# Help - West Bay / Christmas Bay Fly Guide



## Trout Laguna (Aug 31, 2007)

anyone recomend a particular guide? have some clients that want to go and have requested to fish these areas. Help!


----------



## Skinny Water (Oct 12, 2004)

Chris Phillips, but I do not think he will be back guiding until at least mid-June.


----------



## phishyfotos (May 6, 2008)

*Fly fish christmas/west Galv.*

I aint no pro, i do know a couple of spots.


----------



## Trout Laguna (Aug 31, 2007)

how could I entice you to take me?



phishyfotos said:


> I aint no pro, i do know a couple of spots.


----------



## Gottagofishin (Dec 17, 2005)

Chris is the main fly guide on West Galveston, but as said he is still out of commission.
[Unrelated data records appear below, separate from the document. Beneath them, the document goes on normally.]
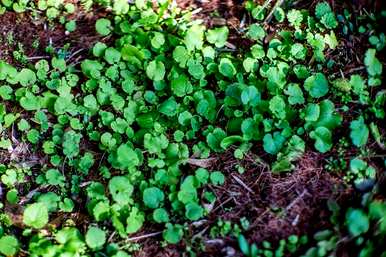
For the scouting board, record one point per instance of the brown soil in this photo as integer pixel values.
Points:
(34, 35)
(276, 206)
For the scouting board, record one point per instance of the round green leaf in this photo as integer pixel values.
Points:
(36, 215)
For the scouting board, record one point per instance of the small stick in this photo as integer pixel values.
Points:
(143, 236)
(238, 180)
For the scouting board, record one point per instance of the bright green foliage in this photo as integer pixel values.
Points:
(95, 238)
(125, 125)
(35, 215)
(359, 132)
(218, 36)
(256, 32)
(103, 26)
(227, 68)
(155, 70)
(373, 65)
(173, 233)
(120, 189)
(9, 245)
(323, 139)
(357, 222)
(316, 85)
(134, 221)
(153, 197)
Call Andy Packmore at FTU and he should be able to give you a reccomendation.


----------



## TXFlyFisher (Aug 6, 2007)

One more guide you might want to try is Steve Soule'


----------



## jhj415 (May 22, 2005)

Capt. Ruben Garza 832-385-1431 kayak or boat


----------



## plgorman (Jan 10, 2008)

Randall Groves do a search on yahoo or google and you'll find him. He writes in TSF magazine ive heard EXCELLENT things about him


----------



## spitfire (Jan 2, 2007)

Yeh Andy is a good guy I bought all my fly gear from him!!


Gottagofishin said:


> Chris is the main fly guide on West Galveston, but as said he is still out of commission. Call Andy Packmore at FTU and he should be able to give you a reccomendation.


----------



## HuntNFishNick (Jul 13, 2007)

Randall Groves is the best one for west bay and Christmas. Hes a great guide and a even better person. Has a nice lodge and he runs a J and H and i think a Transcat! Give him a call. It will be well worth it!


----------



## Gottagofishin (Dec 17, 2005)

Forgot about Ruben. I've never fished with him, but have talked to him a few times at FTU and he's given me some good advice.


----------



## phishyfotos (May 6, 2008)

shoot, I woulnt last a 1/2 day. After thinking about it.


----------



## Trout Laguna (Aug 31, 2007)

Thanks for your help guys.


----------